Cluster 2 (Transitioning Consumers) consists of individuals nearing retirement age, showing the third-highest mean monthly electronic spend. They exhibit moderate tendencies to explore purchases at different locations and show less interest in favorite TV programming features. With the fourth-lowest employment scores and average education levels, they are mostly married and characterized as late technology adopters.

Cluster 3 (Tech-Savvy Middle Agers) comprises adults, likely in their early forties, with the second-highest mean monthly electronics spending. They exhibit moderate tendencies to explore purchases at various locations and show a particular interest in favorite TV programming features. With the fifth-lowest employment scores, they are categorised as late technology adopters.

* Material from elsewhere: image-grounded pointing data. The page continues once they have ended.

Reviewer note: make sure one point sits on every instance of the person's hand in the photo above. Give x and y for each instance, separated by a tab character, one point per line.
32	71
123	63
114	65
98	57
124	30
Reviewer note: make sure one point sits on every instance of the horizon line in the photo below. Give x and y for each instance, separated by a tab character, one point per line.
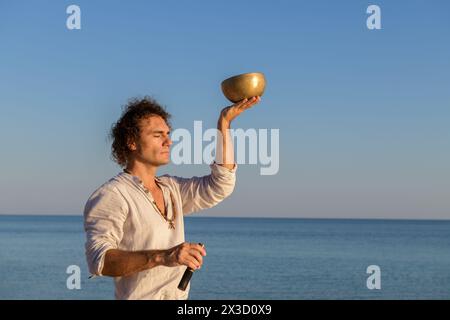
197	216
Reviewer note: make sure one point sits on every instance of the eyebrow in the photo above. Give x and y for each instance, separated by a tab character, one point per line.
160	131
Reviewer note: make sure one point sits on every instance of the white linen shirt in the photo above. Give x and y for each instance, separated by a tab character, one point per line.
120	215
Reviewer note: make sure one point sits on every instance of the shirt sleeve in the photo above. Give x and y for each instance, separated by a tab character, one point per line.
104	216
198	193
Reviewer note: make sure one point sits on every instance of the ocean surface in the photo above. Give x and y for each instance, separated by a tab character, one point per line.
247	259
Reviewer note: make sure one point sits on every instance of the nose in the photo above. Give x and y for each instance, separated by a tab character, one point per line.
168	141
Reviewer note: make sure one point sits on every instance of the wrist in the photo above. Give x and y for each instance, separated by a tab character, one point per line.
223	124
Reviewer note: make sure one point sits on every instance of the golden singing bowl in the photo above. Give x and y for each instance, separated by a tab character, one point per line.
243	86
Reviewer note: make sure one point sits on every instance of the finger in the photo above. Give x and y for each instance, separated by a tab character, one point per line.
240	103
191	263
251	101
197	256
200	249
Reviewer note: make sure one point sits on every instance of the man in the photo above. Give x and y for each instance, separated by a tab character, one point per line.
134	222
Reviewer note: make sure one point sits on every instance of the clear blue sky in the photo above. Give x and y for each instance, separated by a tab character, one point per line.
364	116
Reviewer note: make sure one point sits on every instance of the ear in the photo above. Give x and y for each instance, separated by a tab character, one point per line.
131	145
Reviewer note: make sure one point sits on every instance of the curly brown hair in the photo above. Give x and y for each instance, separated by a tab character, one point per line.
126	129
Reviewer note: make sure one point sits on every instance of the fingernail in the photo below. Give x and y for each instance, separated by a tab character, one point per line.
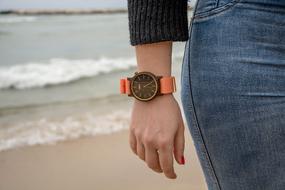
182	160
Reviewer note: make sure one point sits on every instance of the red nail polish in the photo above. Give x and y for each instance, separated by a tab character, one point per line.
182	160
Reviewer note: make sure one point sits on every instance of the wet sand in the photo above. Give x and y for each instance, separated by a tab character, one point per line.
97	163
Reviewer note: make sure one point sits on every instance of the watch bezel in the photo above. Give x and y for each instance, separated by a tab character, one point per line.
155	78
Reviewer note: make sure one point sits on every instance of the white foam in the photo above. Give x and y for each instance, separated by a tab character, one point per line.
17	19
45	131
57	71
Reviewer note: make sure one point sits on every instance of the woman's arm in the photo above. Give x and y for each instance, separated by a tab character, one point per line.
157	124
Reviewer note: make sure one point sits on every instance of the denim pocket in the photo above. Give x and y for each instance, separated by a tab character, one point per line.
207	8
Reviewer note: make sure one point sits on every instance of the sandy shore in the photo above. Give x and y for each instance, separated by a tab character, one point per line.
97	163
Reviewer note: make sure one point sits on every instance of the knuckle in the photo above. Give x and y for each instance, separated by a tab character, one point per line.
132	129
133	145
164	143
147	139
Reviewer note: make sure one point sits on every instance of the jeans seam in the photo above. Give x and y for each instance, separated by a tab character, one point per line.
196	124
216	10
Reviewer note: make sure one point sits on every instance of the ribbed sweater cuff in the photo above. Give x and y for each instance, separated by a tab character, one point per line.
157	20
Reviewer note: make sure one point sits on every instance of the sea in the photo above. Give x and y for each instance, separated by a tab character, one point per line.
59	77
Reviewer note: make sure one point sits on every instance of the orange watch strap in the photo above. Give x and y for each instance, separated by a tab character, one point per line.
167	85
125	86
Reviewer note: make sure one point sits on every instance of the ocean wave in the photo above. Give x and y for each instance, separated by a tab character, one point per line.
57	71
17	19
45	131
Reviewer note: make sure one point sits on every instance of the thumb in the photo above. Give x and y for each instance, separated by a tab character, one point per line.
179	142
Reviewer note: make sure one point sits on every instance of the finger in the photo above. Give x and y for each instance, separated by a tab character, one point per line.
179	143
166	160
151	158
140	149
133	142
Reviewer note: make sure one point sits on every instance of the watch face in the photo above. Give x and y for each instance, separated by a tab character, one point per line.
144	86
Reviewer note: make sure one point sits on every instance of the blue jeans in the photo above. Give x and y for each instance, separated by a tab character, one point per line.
233	92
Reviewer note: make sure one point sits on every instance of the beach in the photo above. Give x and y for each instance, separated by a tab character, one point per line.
63	123
101	162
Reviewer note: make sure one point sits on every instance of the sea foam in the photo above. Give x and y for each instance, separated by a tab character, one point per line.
57	71
46	131
17	19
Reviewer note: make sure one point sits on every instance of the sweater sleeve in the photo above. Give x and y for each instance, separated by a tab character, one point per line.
157	20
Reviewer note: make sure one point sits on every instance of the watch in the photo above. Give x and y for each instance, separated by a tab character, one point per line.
145	86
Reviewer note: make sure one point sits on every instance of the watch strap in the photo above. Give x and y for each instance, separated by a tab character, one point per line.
125	86
167	85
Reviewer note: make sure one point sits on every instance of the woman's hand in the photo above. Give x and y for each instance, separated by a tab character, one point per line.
157	125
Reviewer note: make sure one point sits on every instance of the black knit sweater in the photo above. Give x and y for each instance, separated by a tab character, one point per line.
157	20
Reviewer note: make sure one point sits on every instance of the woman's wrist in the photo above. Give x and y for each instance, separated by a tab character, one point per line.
155	58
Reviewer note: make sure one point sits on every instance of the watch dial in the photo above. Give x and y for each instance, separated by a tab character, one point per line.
144	86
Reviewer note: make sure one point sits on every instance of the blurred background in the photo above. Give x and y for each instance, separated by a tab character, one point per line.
63	123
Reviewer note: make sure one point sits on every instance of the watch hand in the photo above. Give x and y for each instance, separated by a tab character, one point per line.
148	84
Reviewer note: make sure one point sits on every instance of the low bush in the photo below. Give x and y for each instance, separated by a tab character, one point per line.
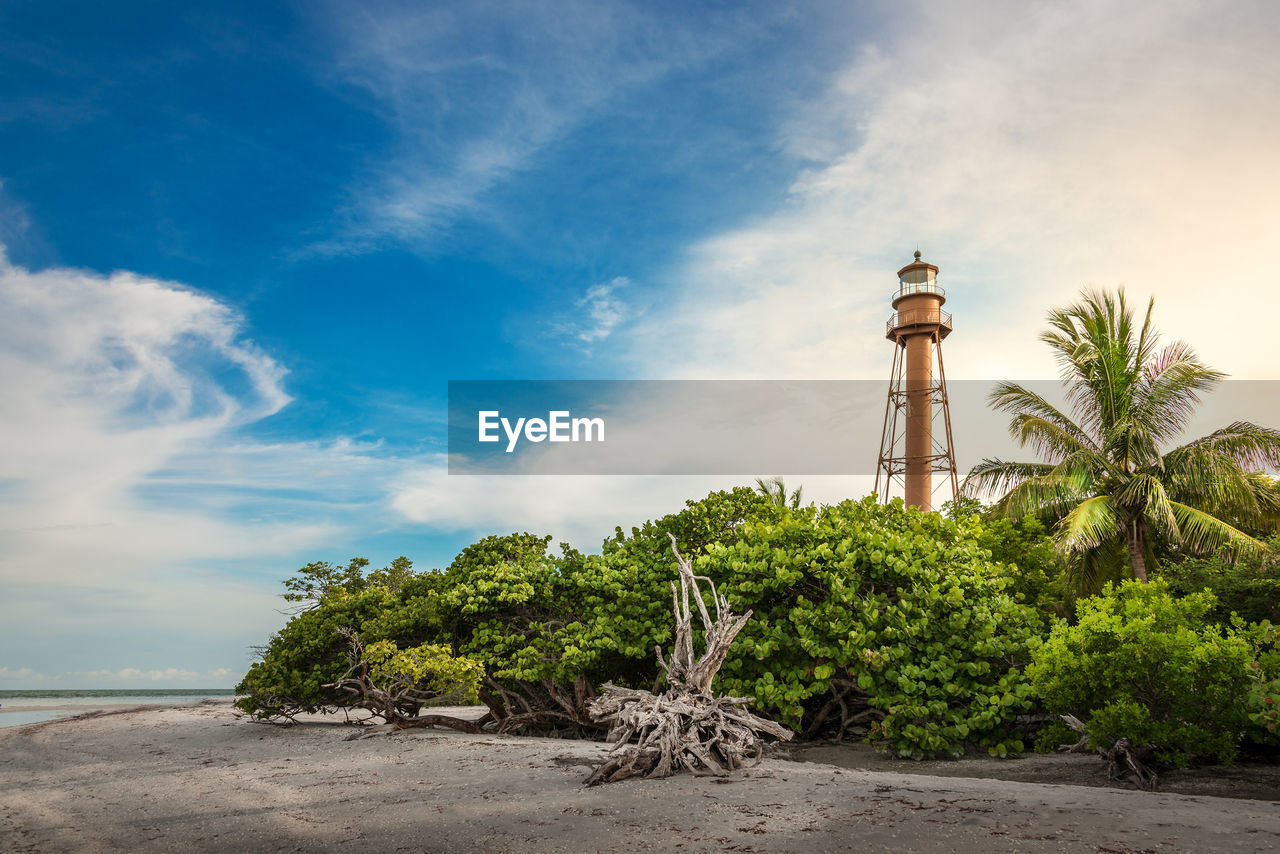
867	619
1144	665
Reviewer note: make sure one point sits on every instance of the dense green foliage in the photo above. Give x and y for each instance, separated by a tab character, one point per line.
855	604
903	607
1247	585
1144	665
1024	547
1105	482
910	628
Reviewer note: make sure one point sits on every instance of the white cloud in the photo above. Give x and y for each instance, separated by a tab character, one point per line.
120	677
472	94
1032	150
127	480
579	510
595	315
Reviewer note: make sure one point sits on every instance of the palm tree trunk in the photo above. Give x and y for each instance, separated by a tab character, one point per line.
1136	534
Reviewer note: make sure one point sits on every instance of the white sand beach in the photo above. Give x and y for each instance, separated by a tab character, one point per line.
202	780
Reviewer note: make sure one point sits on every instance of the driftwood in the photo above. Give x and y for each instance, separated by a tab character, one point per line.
522	706
396	700
1124	759
685	727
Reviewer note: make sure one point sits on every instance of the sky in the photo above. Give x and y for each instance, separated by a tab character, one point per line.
245	247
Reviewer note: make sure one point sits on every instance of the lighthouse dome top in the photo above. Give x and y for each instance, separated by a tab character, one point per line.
918	277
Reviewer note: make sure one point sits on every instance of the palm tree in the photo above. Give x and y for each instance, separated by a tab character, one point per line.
1105	478
776	489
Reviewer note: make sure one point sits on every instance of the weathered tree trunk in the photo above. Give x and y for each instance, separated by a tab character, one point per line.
1124	759
397	703
685	727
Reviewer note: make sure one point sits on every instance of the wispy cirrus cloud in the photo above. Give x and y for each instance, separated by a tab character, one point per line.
471	94
128	483
1032	150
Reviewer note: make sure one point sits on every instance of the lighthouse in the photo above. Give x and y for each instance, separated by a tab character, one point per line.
912	446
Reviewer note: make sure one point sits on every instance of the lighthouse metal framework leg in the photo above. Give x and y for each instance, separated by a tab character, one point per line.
894	456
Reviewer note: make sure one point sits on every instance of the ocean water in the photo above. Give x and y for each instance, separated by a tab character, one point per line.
18	708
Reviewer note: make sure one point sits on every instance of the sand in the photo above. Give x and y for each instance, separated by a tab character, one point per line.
200	780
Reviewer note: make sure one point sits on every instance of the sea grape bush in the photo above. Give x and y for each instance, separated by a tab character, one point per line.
895	610
1144	665
904	606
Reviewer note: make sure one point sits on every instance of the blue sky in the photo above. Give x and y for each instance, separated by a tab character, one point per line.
246	247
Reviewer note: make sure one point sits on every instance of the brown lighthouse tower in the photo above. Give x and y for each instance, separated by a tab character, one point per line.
912	450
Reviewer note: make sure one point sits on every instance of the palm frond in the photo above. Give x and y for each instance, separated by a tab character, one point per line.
1143	493
992	476
1249	444
1169	389
1088	525
1203	534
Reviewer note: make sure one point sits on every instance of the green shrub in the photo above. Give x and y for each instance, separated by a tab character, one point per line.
883	606
1247	587
904	606
1142	663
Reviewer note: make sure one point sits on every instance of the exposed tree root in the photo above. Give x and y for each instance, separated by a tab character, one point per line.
1125	762
684	727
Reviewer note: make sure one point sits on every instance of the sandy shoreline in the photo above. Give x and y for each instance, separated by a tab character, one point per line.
196	779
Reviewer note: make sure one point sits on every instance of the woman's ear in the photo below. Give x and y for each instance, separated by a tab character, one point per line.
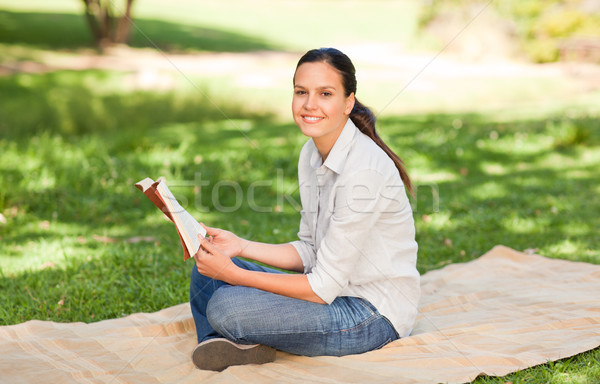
349	104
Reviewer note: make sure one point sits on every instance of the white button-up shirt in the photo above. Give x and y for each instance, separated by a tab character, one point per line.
357	234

Cluster 4 (Pragmatic Spenders) represents individuals just before reaching middle age, displaying the fourth-highest mean monthly electronic spend. They exhibit moderate tendencies to explore purchases at different locations and show little interest in favorite TV programming features. With the third-lowest employment scores, they are categorised as late technology adopters.

Cluster 5 (Elite Enthusiasts), identified as “Super customers,” consists of the youngest individuals, likely in their late twenties, exhibiting the highest mean monthly electronics spending. They prefer exploring purchases at various locations and show a strong affinity for gadgets and TV programming. With the sixth-lowest employment scores, they are predominantly working professionals and early technology adopters.

Cluster 6(Frugal Trendsetters) comprises adults in their mid-thirties, displaying the second-lowest mean monthly electronics spending. They prefer exploring purchases at various locations and exhibit a particular interest in favorite TV programming features. With the third-lowest employment scores, they are characterised as early adopters of technology.

Counclusion

This segmentation analysis provides valuable insights for electronics businesses to tailor their marketing strategies. By understanding the distinct preferences and behaviors of each cluster, businesses can optimise product offerings, target marketing campaigns effectively, and enhance customer experiences to drive sales and foster brand loyalty.